Broadband deployment will phase in over five years, with certain milestones. This period is CAF “Phase 1” for price cap areas. By the end of the third year, the price-cap ILEC must offer broadband speed of at least 4 Mbps downstream / 1 Mbps upstream, with latency suitable for services such as VoIP, to 85% of the areas for which the ILEC now receives high-cost funding. By the end of the fifth year, the price-cap ILEC must offer 4 Mbps / 1 Mbps broadband service to all supported locations, with higher speeds to certain selected locations. For purposes of Phase I funding, an unserved area is an area lacking broadband with speeds of at least 768 kbps, determined with reference to the National Broadband Map and the carrier’s “best knowledge.” Areas for which the ILEC had received funding under the Recovery Act, or which had already been included in the ILEC’s capital improvement plans, are not unserved areas.

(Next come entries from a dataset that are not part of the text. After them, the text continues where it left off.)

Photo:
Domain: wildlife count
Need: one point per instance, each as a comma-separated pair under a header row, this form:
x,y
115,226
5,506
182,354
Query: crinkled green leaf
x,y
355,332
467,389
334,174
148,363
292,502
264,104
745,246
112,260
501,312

Phase II of the CAF begins at the beginning of the sixth year. In Phase II, the ILEC will have an effective right-of-first refusal to receive subsidies to provide broadband (at the required speeds and other specifications) in all census blocks in the state where no unsubsidized competitor provides broadband of at least 4 Mbps downstream / 1 Mbps, with latency low enough to support VoIP service. If the ILEC does not accept the deployment obligations for these areas, those census blocks will be subject to a competitive bidding mechanism, and the support available for them will be calculated using a forward-looking cost model.

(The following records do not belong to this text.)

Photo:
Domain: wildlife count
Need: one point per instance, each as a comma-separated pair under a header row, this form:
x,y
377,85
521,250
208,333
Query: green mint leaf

The FCC defended providing price cap ILECs with funding for five years, and then a right-of-first refusal, as follows: (1) ILECs have a long history of serving those areas; (2) ILECs already have the required regulatory approvals (i.e., eligible telecommunications carrier (ETC) designation), which not all competitive providers have; (3) this is a “one-time opportunity” for ILECs; and (4) a perceived absence in the record of “a more competitively neutral way of achieving . . . [the objective of deploying broadband networks] quickly, without abandoning altogether the goal of obtaining large-area build-out commitments or substantially ballooning the cost of the program.”

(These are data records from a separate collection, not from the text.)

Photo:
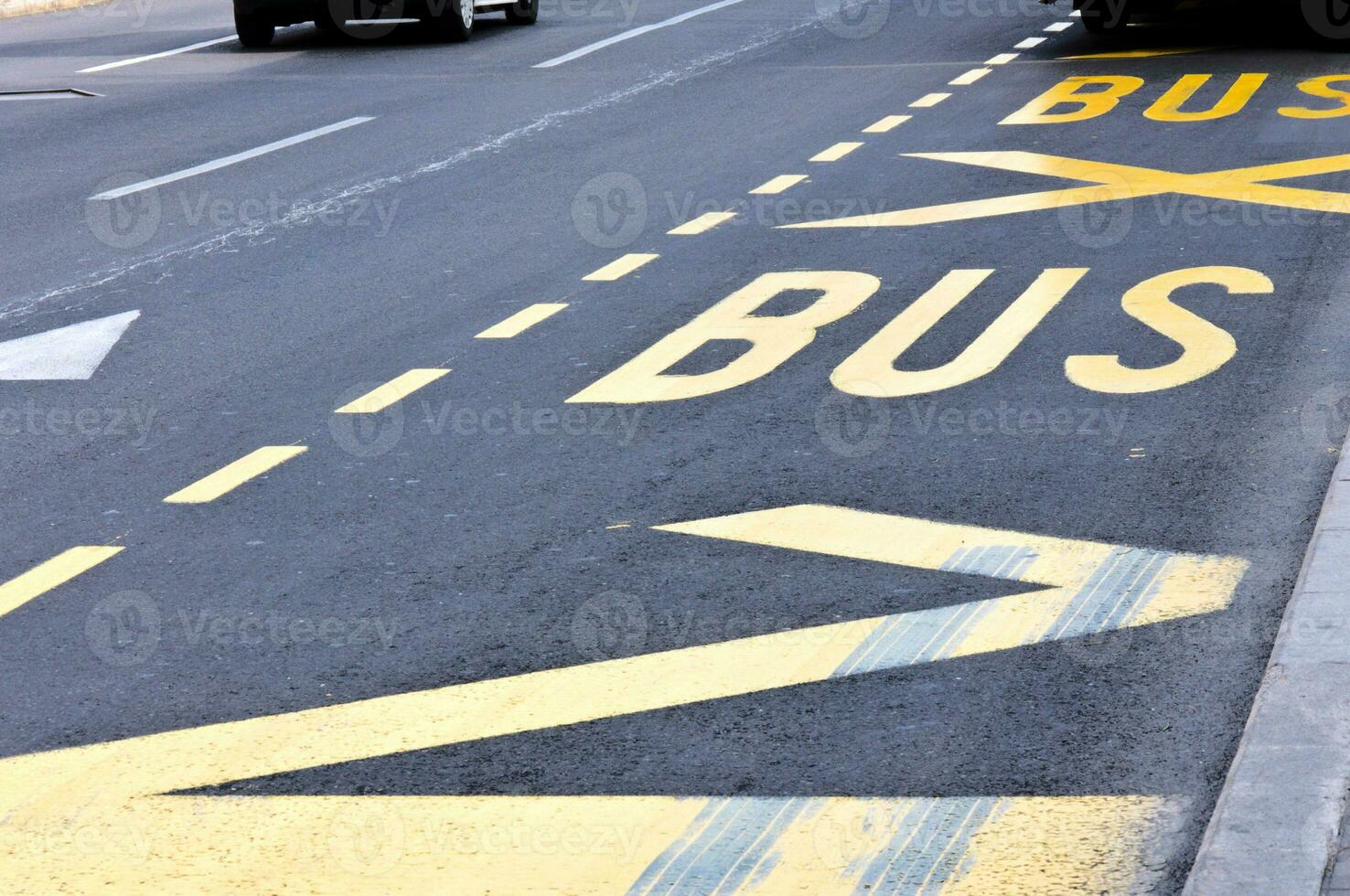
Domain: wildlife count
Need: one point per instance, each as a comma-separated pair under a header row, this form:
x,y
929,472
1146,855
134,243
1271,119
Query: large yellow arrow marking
x,y
98,814
1112,182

The FCC treats rate-of-return ILECs separately. Rate-of-return ILECs tend to be smaller than price cap ILECs, and serve some of the areas that are the most expensive to serve. The FCC did not adopt definite build-out benchmarks or speed requirements for these ILECs. Instead, the FCC expects these carriers to use CAF funding to provide customers with broadband service of 4 Mbps / 1 Mbps with latency suitable for services such as VoIP. The FCC will monitor their progress. CAF funding for rate-of-return ILECs is capped at $2 billion annually, which is approximately what they currently receive under the High Cost program. The Order states that the FCC will phase out existing high cost funding for rate of return ILECs for study areas where an unsubsidized competitor provides broadband of at least 4 Mbps downstream / 1 Mbps upstream, with latency suitable for services such as VoIP, to 100% of the residential and business locations. The Further Notice seeks comment on how to determine whether there is any such overlap with unsubsidized competitors.
The FCC also changes some of the current rules to reduce or restrict the specific ways in which rate-of-return ILECs qualify for funding for specific supported costs. Overall, the FCC has taken a very incremental approach to restructuring support provided to rate-of-return carriers.